13.1 If one or more provisions of the Agreement are contrary to applicable law or invalid for any other reason, this Agreement shall remain valid with respect to the remaining provisions.
13.2 This Agreement constitutes the entire agreement between the Parties with respect to the Oxygis Services and supersedes all previous agreements or proposals, whether oral or written, relating to this subject matter.
13.3 The Client may not transfer the rights and obligations that he has towards Oxygis regarding the execution of this Agreement to third parties without the prior written consent of Oxygis.
13.4 Oxygis reserves the right to entrust all or part of the execution of this Agreement to subcontractors.
13.5 Unless the Client expressly objects, Oxygis may use this Agreement as a reference in its business activities.
13.6 The non-exercise by a Party of one of its rights may in no way be interpreted as a waiver of these rights.

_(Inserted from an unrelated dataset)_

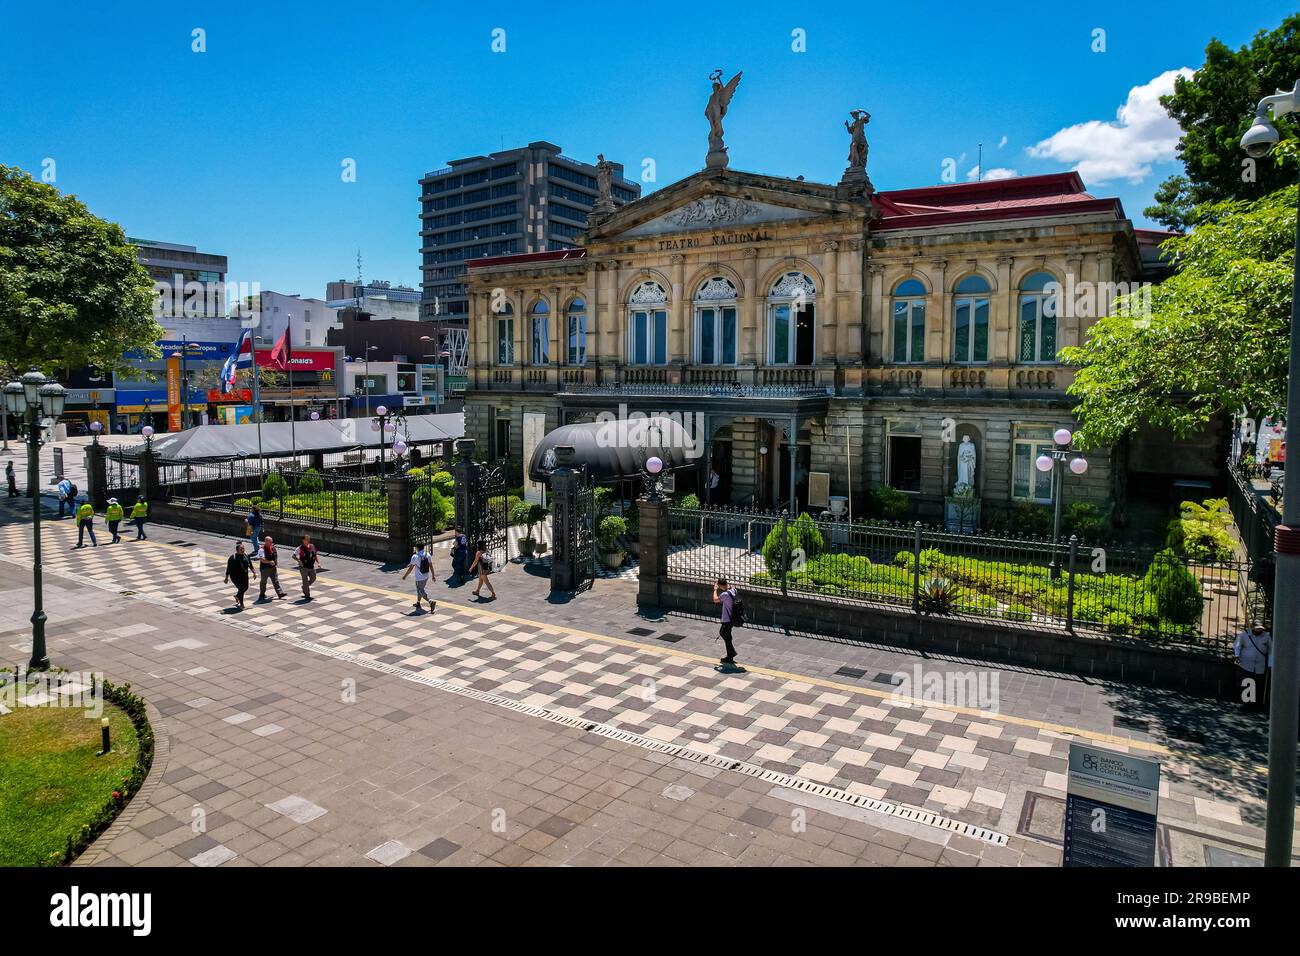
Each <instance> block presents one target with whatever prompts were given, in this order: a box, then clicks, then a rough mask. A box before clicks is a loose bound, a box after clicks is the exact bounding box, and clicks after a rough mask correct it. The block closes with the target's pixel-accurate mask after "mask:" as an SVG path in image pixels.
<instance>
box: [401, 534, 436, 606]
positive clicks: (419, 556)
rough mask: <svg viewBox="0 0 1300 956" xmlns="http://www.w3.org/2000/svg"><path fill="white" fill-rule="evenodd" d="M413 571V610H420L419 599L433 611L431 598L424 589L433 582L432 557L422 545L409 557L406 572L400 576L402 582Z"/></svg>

13.7 This Agreement shall be governed by Belgian law, to the exclusion of these rules of International Private Law. The Vienna Convention on Contracts of Sale does not apply. If a dispute cannot be settled amicably, only the courts of the judicial district of Brussels are competent.

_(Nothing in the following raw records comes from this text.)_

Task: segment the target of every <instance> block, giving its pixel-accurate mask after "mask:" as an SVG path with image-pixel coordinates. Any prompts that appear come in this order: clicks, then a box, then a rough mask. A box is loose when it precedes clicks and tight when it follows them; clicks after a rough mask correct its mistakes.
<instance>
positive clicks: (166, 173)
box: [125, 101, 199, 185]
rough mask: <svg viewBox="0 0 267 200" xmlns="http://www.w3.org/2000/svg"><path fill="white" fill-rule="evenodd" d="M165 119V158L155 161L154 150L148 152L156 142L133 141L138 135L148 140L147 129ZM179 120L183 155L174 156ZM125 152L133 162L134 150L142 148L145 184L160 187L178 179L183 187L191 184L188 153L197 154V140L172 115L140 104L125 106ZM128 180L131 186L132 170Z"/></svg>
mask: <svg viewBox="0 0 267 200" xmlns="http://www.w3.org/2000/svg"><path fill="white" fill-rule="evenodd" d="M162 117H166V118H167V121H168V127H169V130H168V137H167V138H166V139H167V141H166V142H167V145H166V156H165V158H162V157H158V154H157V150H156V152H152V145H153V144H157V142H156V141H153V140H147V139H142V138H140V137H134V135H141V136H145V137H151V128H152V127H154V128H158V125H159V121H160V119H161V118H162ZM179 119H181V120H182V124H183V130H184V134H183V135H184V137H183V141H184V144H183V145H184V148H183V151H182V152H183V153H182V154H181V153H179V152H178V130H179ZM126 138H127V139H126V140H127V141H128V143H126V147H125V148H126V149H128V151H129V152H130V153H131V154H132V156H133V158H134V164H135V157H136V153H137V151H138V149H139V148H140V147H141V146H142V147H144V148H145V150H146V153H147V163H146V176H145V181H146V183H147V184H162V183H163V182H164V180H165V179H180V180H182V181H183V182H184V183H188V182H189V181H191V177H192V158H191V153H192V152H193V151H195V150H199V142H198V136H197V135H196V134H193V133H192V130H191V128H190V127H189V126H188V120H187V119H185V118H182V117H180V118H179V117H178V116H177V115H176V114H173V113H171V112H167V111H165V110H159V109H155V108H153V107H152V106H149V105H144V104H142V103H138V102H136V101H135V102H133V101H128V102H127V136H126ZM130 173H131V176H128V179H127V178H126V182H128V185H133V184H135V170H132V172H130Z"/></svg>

14.1 Third Party Products that Oxygis sells to the Client and which are not owned by Oxygis itself (including services that are incorporated into Oxygis’ services) are subject to the standard terms and conditions (warranty, license, maintenance, etc.) of the distributor. Oxygis does not provide any specific or additional warranty in addition to the distributor’s standard terms and conditions. These standard conditions are therefore in any case applicable to the Client on a back-to-back basis and will be communicated to the Client on first request.